# Anyone use Hevi-Steel?



## Pluckem (Dec 26, 2002)

Anyone out there use hevi-steel or have an opinion on it? I picked up a case for $100, so its only $10 a box. I figure for that price I would try it out. Did some research on it and almost all of the reviews were positive. Its produced by Environ-Metal, the same company that produces Hevi-Shot. The pellets are in the same shape as hevi-shot, but are made of a tungsten and steel polymer.


----------



## purepower (Sep 11, 2004)

yeah i have heard about it but its regular price is $19.99 per box so u did awsome. havent shot it yet wanna hear everyone else's opinion first that has.


----------



## Ron Gilmore (Jan 7, 2003)

Good price on a good shell if you can use it in your gun!

Environ contracted the loading of these shells to a company down south. They used a roll crimp which makes the shells about a 1/4 longer than stand star crimped shells. They also did not seal the ends so a lot of the buffer material shakes out. Does not affect performance but can mess up a gun.

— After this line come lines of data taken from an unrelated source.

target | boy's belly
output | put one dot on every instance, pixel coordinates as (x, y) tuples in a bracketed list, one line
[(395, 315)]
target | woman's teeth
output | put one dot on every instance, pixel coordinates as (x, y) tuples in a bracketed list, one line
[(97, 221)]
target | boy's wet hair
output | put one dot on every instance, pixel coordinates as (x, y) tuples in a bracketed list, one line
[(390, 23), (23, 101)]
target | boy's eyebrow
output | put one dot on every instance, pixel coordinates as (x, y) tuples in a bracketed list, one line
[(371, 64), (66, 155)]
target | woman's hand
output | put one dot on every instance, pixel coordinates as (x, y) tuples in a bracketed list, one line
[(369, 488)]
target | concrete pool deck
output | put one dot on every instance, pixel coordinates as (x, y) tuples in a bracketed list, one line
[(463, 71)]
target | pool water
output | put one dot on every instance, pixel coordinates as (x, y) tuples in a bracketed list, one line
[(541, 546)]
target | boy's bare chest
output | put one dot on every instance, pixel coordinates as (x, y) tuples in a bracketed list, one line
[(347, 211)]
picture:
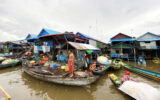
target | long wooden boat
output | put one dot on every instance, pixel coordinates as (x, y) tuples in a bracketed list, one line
[(59, 79), (4, 95), (116, 64), (146, 73), (101, 71), (9, 65)]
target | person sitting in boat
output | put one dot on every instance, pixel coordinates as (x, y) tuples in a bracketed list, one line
[(92, 67), (71, 63), (45, 58), (127, 77)]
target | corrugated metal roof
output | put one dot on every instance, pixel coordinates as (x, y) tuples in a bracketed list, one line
[(81, 46), (118, 40), (149, 37), (47, 32)]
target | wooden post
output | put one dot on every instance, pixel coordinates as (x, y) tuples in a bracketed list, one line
[(134, 54)]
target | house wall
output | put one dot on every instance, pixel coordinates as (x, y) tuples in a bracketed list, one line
[(92, 42), (150, 45)]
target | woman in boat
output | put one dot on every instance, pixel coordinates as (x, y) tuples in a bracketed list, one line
[(71, 63), (127, 77), (92, 67)]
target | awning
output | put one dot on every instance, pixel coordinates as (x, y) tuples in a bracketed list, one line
[(82, 46), (118, 40), (119, 46)]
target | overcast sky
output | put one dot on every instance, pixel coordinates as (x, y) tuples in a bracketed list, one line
[(101, 19)]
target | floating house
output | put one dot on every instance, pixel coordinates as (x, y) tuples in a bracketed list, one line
[(14, 46), (149, 45), (79, 50), (31, 38), (92, 41), (123, 46)]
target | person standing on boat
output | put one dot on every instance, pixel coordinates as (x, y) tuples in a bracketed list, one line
[(71, 63)]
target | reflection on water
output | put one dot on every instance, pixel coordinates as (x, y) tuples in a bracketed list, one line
[(21, 86)]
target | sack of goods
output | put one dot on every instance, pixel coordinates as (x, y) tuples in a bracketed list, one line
[(66, 68), (32, 62), (46, 64), (54, 65), (8, 61), (113, 77), (2, 58), (102, 59)]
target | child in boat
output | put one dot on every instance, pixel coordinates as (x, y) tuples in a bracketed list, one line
[(127, 77), (92, 67)]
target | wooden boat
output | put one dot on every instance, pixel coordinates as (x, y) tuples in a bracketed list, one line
[(5, 55), (136, 90), (146, 73), (100, 71), (59, 79), (114, 80), (141, 60), (156, 60), (116, 64), (4, 95), (9, 64)]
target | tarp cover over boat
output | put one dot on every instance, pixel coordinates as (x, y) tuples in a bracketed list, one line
[(140, 91)]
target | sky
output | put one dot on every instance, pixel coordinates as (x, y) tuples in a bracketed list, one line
[(100, 19)]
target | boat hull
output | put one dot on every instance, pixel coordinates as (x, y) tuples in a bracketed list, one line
[(59, 79), (145, 73)]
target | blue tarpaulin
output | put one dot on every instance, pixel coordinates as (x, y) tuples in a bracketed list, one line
[(118, 40), (47, 32), (83, 36), (31, 37)]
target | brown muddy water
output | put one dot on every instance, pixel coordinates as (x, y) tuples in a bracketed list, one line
[(21, 86)]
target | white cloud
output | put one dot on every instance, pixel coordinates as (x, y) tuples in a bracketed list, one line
[(101, 19)]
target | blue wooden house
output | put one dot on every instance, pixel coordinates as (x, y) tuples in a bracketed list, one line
[(149, 45), (123, 46)]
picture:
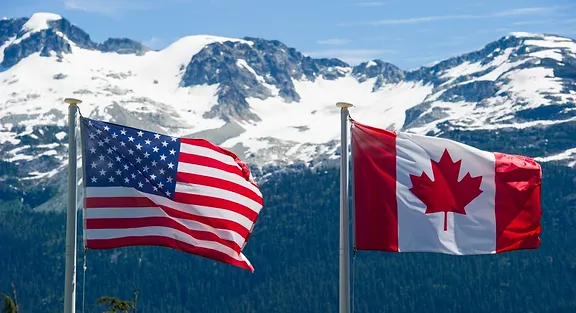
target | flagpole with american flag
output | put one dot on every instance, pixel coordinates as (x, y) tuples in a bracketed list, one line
[(71, 212), (144, 188)]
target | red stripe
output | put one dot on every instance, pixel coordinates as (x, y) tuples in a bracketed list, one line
[(132, 202), (214, 202), (245, 171), (206, 144), (166, 242), (137, 222), (518, 186), (208, 162), (218, 183), (375, 204)]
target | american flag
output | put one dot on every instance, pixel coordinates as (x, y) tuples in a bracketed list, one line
[(145, 188)]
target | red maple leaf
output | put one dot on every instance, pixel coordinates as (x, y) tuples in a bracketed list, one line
[(445, 193)]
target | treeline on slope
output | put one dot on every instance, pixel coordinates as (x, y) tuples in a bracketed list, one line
[(295, 252)]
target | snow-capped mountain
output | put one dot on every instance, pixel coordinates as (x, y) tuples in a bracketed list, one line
[(267, 102)]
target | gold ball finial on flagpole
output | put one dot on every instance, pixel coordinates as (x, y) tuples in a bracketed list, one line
[(344, 105), (72, 101)]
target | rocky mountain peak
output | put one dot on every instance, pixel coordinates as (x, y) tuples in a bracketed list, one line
[(50, 34), (254, 68)]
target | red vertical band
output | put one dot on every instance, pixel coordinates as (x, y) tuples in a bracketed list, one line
[(374, 183), (518, 185)]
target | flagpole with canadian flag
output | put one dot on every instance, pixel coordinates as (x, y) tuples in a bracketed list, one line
[(344, 276), (418, 193)]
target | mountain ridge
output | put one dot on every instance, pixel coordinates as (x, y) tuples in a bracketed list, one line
[(270, 103)]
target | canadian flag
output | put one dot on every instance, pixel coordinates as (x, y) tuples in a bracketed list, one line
[(419, 193)]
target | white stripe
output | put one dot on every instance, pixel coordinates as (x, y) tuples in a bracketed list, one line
[(209, 212), (95, 234), (120, 213), (209, 153), (217, 173), (200, 190)]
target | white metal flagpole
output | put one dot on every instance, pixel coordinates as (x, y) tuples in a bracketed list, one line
[(344, 211), (71, 223)]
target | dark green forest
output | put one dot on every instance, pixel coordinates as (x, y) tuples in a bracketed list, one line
[(294, 249)]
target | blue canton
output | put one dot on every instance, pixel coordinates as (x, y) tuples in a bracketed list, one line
[(120, 156)]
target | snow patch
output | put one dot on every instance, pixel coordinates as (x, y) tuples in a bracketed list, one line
[(39, 21)]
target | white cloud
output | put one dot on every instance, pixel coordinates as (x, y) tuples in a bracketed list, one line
[(370, 4), (424, 19), (116, 6), (350, 56), (334, 41)]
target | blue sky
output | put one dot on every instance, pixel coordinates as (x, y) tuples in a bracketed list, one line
[(407, 33)]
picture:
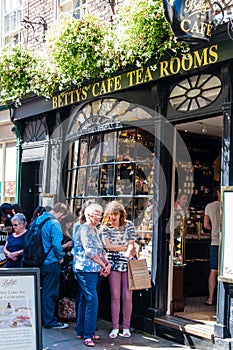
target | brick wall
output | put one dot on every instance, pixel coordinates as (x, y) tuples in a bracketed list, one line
[(34, 9)]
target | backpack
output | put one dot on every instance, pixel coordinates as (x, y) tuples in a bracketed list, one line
[(33, 250)]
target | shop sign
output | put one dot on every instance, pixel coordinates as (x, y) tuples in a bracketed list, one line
[(165, 68), (190, 20)]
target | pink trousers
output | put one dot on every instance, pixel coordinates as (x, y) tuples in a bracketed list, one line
[(119, 289)]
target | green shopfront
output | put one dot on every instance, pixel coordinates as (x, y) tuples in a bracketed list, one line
[(143, 137)]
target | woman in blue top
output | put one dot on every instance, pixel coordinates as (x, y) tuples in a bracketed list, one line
[(13, 248), (89, 262)]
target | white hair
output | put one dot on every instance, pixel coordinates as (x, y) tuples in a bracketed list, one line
[(92, 208)]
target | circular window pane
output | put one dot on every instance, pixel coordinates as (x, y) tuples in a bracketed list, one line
[(195, 92)]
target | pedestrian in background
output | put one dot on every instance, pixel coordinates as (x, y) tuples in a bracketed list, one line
[(51, 233), (89, 261), (212, 222), (13, 248), (6, 216), (37, 212), (118, 235)]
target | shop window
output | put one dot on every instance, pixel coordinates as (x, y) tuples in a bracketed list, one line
[(35, 130), (195, 92), (110, 161), (10, 173)]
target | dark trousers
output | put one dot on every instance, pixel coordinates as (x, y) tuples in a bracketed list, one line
[(50, 283), (88, 304)]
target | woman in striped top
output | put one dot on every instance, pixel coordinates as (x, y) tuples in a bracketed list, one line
[(118, 235)]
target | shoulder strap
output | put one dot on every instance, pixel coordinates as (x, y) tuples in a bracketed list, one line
[(43, 222)]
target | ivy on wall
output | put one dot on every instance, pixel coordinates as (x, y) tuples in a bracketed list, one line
[(80, 50)]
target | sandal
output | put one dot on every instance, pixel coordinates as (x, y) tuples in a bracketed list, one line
[(96, 337), (126, 333), (88, 342), (114, 333)]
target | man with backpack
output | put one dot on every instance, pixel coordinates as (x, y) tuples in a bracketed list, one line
[(50, 270)]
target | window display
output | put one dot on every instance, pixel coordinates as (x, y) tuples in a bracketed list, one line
[(116, 165)]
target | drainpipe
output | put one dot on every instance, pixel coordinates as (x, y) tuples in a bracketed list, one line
[(18, 162), (16, 131)]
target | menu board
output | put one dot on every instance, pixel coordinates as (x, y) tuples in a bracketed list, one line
[(20, 326)]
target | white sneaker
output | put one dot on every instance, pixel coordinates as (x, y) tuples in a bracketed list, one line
[(60, 325), (126, 333), (114, 333)]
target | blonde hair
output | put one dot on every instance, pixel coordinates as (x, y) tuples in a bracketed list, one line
[(114, 207), (92, 208)]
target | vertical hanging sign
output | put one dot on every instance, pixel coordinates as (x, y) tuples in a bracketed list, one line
[(20, 320), (191, 20)]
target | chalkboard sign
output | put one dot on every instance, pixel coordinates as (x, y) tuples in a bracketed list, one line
[(20, 320)]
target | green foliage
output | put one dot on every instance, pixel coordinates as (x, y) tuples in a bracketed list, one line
[(80, 50)]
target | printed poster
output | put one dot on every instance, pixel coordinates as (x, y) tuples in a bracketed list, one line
[(17, 312)]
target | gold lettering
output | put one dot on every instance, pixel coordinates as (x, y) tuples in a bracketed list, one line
[(71, 96), (172, 64), (110, 84), (59, 101), (103, 88), (130, 75), (84, 92), (200, 61), (139, 78), (117, 85), (209, 29), (148, 75), (54, 102), (195, 28), (94, 89), (77, 93), (185, 26), (213, 54), (187, 60), (164, 69)]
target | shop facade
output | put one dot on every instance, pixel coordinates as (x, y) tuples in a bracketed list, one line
[(138, 137)]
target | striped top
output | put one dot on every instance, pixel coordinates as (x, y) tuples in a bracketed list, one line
[(119, 236)]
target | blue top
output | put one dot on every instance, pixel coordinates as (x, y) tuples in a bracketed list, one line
[(51, 235), (14, 244), (87, 244)]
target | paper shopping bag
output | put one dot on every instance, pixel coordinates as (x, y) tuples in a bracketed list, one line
[(138, 275)]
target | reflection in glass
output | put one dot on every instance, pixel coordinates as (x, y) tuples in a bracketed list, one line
[(107, 180), (109, 147), (81, 181), (92, 181), (94, 150), (83, 151)]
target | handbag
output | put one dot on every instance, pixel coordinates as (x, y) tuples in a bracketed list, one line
[(138, 275), (67, 309), (3, 258)]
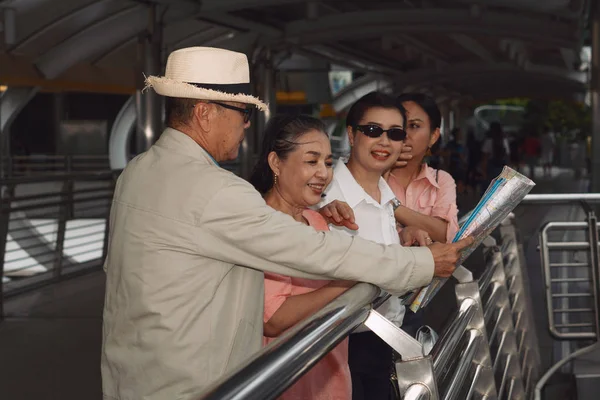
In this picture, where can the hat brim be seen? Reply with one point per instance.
(172, 88)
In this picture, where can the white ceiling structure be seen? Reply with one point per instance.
(453, 48)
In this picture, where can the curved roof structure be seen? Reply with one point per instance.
(454, 48)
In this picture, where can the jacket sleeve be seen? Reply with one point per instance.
(237, 226)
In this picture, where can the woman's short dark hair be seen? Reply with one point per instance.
(282, 135)
(179, 111)
(372, 100)
(427, 103)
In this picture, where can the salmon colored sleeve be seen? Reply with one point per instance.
(277, 289)
(445, 205)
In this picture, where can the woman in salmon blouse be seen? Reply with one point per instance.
(427, 196)
(294, 168)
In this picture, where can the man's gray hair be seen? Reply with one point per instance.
(179, 111)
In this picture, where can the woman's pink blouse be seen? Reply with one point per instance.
(330, 378)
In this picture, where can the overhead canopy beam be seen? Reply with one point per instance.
(99, 37)
(472, 45)
(475, 71)
(233, 22)
(378, 22)
(76, 20)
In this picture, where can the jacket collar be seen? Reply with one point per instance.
(428, 173)
(183, 144)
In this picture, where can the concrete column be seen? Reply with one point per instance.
(445, 110)
(148, 104)
(595, 94)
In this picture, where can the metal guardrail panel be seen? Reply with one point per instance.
(51, 226)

The result is that the shells only seem to work in 3 1/2 in chambered guns or BPS shotguns of 3" length. I used some last fall and will again if they fix the crimp issue. Problem was I could only use it as my first shot as they will not feed up in my Berreta or Rem 870 or Win Mod 12.

I received a couple boxes of HS from Environ for my inconvenience and Scheels took back the unused box. Good customer service on the issue as far as I was concerned.


----------



## nutmeg honkers (Dec 21, 2003)

By the way, Remington has a $15 rebate on 5 boxes. But only until Jan 31. You can go to their website for the form.

A couple of us just each ordered case of it. We love it, and especially for that price. Its still more expensive than steel by a lot. But we find we go through a lot less shells and have a lot fewer cripples. At one point last year, we had 14 Canadas for 16 shells. I'm sure there are plenty of guys can match that with steel, but I know we weren't when we were shooting steel. Considering what we've got in blinds, decoys, guns, dogs, etc., we figured why compromise on the last step in the process.


----------



## bobcat (Mar 23, 2004)

Tried Hevi-shot for turkeys last spring....but couldn't get it to pattern worth a **** out of my Benelli! But I still think that if you can pattern it--its's a darn good shell! :sniper:


----------



## Ron Gilmore (Jan 7, 2003)

This is not about Hevi Shot. It is about Hevi Steel a different product in the same line!


----------



## Pluckem (Dec 26, 2002)

Thanks for the info on your experiences with it. I havent shot it yet, but hopefully it patterns well and cycles for me.


----------



## Pluckem (Dec 26, 2002)

Nutmeg- are you talking about hevi-shot or hevi-steel? $15 off would be nice.


----------



## nutmeg honkers (Dec 21, 2003)

Sorry, I should have read the post closer. That was Remington Hevi-Shot that I was talking about, and yes, there's $15 rebate on 5 boxes. Cabela's sells a six box case that I just ordered for next season. Plus I had a $30 off any purchase over $100 coupon, so that took it down to just about $10/box for 3" 1.5 oz.


----------